Ce sont eux qui nourrissent la suite depuis. La progression s’est fait par un traitement empirique : créer un choc (un meurtre), mesurer l’impact (comment les culpabilités s’expriment) et observer les conséquences (comment ils s’en sortent). Murder est l’histoire d’une contamination progressive et concentrique. Comment la mort de Sam Keating a fini par déclencher toute une série d’événements. S’il est le point de départ de la série, les ramifications remontent beaucoup plus loin : le passé d’Annalise, celui de Wes, les relations qui unissaient Franck, Sam, Annalise et Bonnie…
Peter Nowalk mesure la résilience de ses personnages en les plaçant devant des épreuves (un meurtre, un procureur, une menace, une mort,...), applique des torsions à leurs relations (dissensions, romances), tout en faisant planer un danger permanent (la promesse d’une mort par saison). Une menace qui ne peut que fonctionner si un attachement est né.
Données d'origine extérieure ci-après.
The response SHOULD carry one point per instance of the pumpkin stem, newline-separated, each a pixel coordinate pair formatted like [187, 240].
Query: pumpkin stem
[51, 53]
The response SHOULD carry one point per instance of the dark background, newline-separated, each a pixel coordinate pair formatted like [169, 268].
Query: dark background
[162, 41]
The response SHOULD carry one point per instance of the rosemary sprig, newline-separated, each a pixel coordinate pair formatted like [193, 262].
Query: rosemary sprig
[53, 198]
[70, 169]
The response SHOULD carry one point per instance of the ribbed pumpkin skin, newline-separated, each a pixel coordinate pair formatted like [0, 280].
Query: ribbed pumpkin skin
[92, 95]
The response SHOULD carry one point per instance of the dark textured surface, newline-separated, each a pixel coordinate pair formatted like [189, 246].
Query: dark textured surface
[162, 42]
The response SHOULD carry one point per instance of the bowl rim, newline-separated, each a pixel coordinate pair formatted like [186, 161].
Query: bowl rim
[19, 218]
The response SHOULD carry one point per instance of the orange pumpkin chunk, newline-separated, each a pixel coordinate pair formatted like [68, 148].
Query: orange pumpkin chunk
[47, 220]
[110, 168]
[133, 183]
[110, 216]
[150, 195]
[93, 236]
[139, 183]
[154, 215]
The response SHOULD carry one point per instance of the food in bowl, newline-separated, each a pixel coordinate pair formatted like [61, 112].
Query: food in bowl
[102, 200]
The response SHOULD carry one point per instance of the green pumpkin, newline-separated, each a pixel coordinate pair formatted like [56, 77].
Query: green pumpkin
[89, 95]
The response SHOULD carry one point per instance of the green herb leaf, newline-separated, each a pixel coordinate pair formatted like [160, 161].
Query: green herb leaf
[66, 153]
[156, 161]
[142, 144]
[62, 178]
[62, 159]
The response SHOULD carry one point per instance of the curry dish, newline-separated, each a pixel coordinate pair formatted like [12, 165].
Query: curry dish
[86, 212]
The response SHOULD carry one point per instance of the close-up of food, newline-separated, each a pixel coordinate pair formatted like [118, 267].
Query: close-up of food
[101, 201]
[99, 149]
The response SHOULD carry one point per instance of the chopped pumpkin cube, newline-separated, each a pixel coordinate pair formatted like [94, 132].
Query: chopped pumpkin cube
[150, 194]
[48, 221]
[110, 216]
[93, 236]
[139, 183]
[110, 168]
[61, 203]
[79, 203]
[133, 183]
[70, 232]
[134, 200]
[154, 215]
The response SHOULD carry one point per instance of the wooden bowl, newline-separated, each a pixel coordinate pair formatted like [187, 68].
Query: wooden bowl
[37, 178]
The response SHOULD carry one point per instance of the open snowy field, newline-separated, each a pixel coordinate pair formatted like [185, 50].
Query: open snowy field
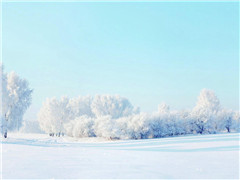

Placer une épée de Damoclès au-dessus d’un personnage quand il n’est qu’un pantin dirigé par l’intrigue ne possède aucun enjeu émotionnel. Répéter la situation une fois qu’ils ont pris suffisamment d’épaisseur et la corde sensible vibre à chaque nouvelle saison.
La réussite d’un soap peut se mesurer à sa capacité à surprendre et à déclencher des passions. Murder remplit le contrat avec assurance et une énergie folle. Après quatre saisons, elle ne présente aucun signe de fatigue.